The huge piece of machinery weighs 25 tonnes and is nearly 30ft long and more than 15ft wide.
It is believed to be the largest diameter screw ever installed in the UK.
Designed by ManPower Consulting and manufactured in the Netherlands by Landustrie Sneek, the water-transferring turbine began its journey to Aberdeen on Friday and arrived, with a police escort, at the site at about 10pm on Sunday.
It is one of several items of technical kit worth around £340,000 that were moved into position yesterday.
The 100 kilowatt screw and other essential pieces of key equipment including a gear box, generator and debris protection screen will be housed in a structure that was recently re-designed because of flooding in the area last winter.
Meanwhile, Aberdeen Community Energy (Ace) – a community benefit society set up by Donside Community Association in 2004 to build, own and operate the hydro scheme – said yesterday it was close to achieving its £500,000 local fundraising target.
Ace founding director Sinclair Laing added: “We’ve passed a number of exciting milestones, as the project has developed, but seeing the kit arrive for installation has really brought it all to life.

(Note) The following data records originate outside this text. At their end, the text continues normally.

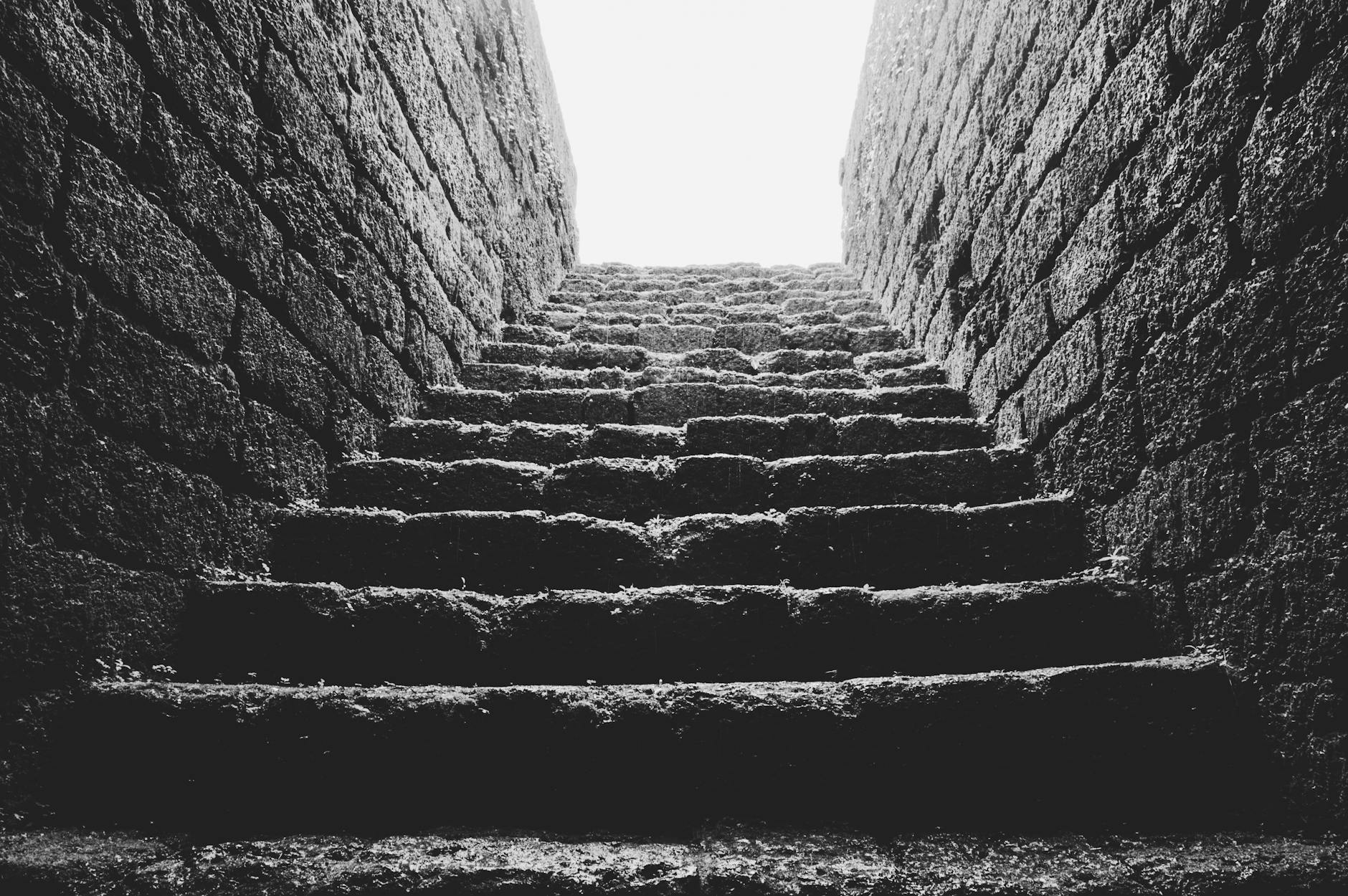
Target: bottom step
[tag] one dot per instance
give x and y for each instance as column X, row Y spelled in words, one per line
column 723, row 862
column 1145, row 743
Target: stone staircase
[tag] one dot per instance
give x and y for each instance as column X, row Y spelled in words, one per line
column 689, row 543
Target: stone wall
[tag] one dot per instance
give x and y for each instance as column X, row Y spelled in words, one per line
column 236, row 236
column 1121, row 224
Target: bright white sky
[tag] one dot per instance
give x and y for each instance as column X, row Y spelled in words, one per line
column 707, row 130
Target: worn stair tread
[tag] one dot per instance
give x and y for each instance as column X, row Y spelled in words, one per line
column 764, row 437
column 309, row 632
column 654, row 335
column 638, row 490
column 675, row 403
column 516, row 378
column 724, row 859
column 883, row 546
column 582, row 356
column 1111, row 743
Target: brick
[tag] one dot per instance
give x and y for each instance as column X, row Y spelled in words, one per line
column 42, row 309
column 80, row 59
column 32, row 166
column 128, row 381
column 143, row 257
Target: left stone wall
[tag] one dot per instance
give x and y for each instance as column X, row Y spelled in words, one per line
column 236, row 236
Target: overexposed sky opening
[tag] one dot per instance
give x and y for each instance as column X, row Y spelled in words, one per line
column 707, row 130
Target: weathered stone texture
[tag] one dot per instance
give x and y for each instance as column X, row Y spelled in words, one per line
column 236, row 239
column 1118, row 225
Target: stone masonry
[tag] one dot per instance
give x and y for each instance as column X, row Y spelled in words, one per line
column 686, row 545
column 1119, row 224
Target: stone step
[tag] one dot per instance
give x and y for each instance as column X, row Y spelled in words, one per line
column 640, row 490
column 772, row 438
column 514, row 553
column 779, row 306
column 292, row 632
column 718, row 860
column 750, row 338
column 1146, row 743
column 516, row 378
column 584, row 356
column 675, row 403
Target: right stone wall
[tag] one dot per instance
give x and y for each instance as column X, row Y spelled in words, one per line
column 1122, row 227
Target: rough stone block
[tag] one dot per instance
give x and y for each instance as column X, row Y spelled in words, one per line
column 720, row 548
column 422, row 487
column 143, row 257
column 716, row 484
column 608, row 488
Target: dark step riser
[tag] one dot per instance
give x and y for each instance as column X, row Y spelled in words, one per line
column 508, row 378
column 817, row 548
column 709, row 484
column 750, row 338
column 769, row 438
column 680, row 403
column 1114, row 745
column 323, row 632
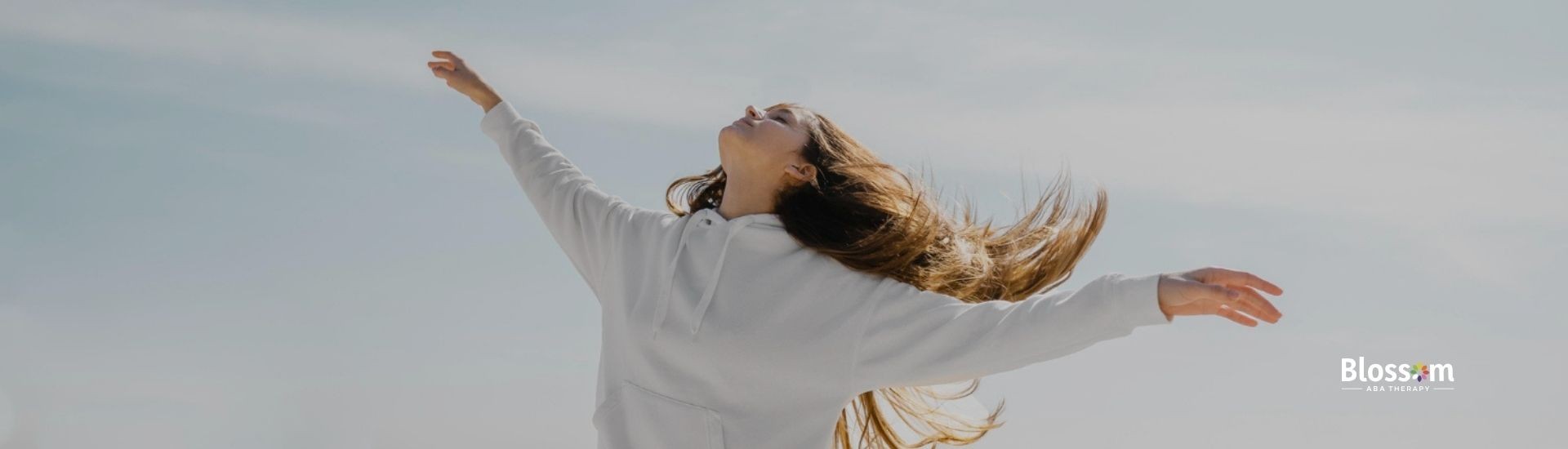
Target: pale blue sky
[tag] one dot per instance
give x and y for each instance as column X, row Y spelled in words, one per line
column 270, row 226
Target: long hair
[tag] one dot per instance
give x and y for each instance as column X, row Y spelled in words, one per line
column 872, row 217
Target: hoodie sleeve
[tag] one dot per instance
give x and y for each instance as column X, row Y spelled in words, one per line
column 590, row 224
column 918, row 338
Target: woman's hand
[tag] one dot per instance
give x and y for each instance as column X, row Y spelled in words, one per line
column 1214, row 291
column 463, row 79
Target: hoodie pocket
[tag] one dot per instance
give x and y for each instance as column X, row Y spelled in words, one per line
column 635, row 416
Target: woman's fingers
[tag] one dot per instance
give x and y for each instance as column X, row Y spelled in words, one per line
column 446, row 56
column 1235, row 316
column 1217, row 275
column 1258, row 306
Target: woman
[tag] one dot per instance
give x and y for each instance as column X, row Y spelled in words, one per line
column 802, row 277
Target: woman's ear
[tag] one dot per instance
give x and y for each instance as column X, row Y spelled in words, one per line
column 804, row 171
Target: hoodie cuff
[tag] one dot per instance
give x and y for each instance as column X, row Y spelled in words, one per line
column 1138, row 299
column 501, row 122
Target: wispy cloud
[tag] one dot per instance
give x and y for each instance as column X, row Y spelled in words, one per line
column 1293, row 131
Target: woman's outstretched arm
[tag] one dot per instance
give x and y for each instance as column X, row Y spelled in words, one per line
column 916, row 338
column 588, row 224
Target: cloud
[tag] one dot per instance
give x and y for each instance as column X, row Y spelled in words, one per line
column 1290, row 129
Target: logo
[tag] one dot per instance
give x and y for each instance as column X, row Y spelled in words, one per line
column 1377, row 377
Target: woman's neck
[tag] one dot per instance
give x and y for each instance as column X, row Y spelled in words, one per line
column 739, row 202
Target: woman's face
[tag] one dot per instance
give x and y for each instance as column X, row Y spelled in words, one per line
column 764, row 146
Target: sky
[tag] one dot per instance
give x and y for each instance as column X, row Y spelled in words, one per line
column 229, row 224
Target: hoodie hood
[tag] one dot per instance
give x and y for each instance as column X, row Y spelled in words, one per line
column 709, row 219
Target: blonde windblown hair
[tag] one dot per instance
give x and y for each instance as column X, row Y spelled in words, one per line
column 872, row 217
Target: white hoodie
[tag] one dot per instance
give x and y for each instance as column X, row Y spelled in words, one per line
column 728, row 333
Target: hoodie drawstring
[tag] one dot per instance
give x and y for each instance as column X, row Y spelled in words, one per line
column 712, row 285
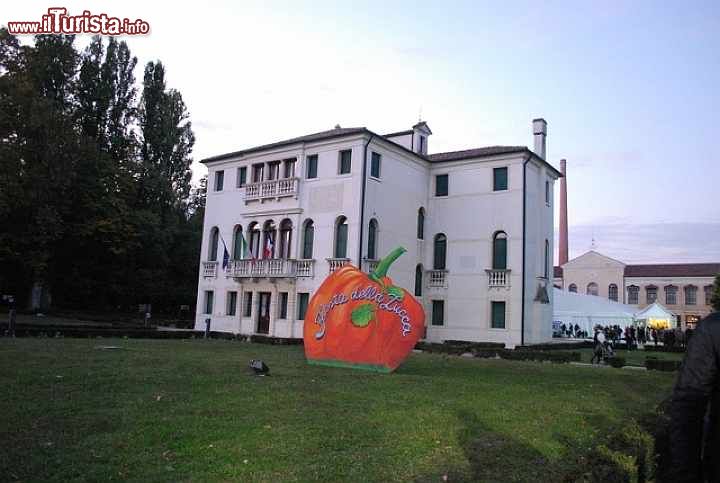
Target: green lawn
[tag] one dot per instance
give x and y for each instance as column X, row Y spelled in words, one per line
column 635, row 357
column 187, row 410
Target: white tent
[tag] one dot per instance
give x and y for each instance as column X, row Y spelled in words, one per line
column 656, row 316
column 587, row 311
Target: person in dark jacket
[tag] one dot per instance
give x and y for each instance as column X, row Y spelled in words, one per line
column 695, row 408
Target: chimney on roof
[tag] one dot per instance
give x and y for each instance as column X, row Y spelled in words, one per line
column 563, row 242
column 421, row 131
column 540, row 136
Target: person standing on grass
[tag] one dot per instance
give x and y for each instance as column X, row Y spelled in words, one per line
column 695, row 408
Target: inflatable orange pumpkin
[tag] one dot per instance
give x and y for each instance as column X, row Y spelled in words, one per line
column 360, row 320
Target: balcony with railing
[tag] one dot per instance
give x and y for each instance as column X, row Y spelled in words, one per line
column 437, row 278
column 498, row 278
column 337, row 263
column 369, row 265
column 272, row 189
column 210, row 269
column 270, row 268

“To say the community is excited to see the technology in front of us, rather than in plans, would be an understatement.
“With the community share offer already nearing its £500,000 target and the installation of the kit, we are very much edging closer to a fully operational, community-owned hydro in the heart of Aberdeen.”
On track to complete construction and start generating electricity by the end of the month, the project will create income for the local community by selling clean, renewable-electricity to the national grid.
It is expected to generate many thousands of pounds a year for a community fund and enough electricity to power the equivalent of around 130 homes annually.
Investors ploughing cash into the community share initiative have been promised a 7% return, although they may have to keep their money in the scheme for up to 20 years.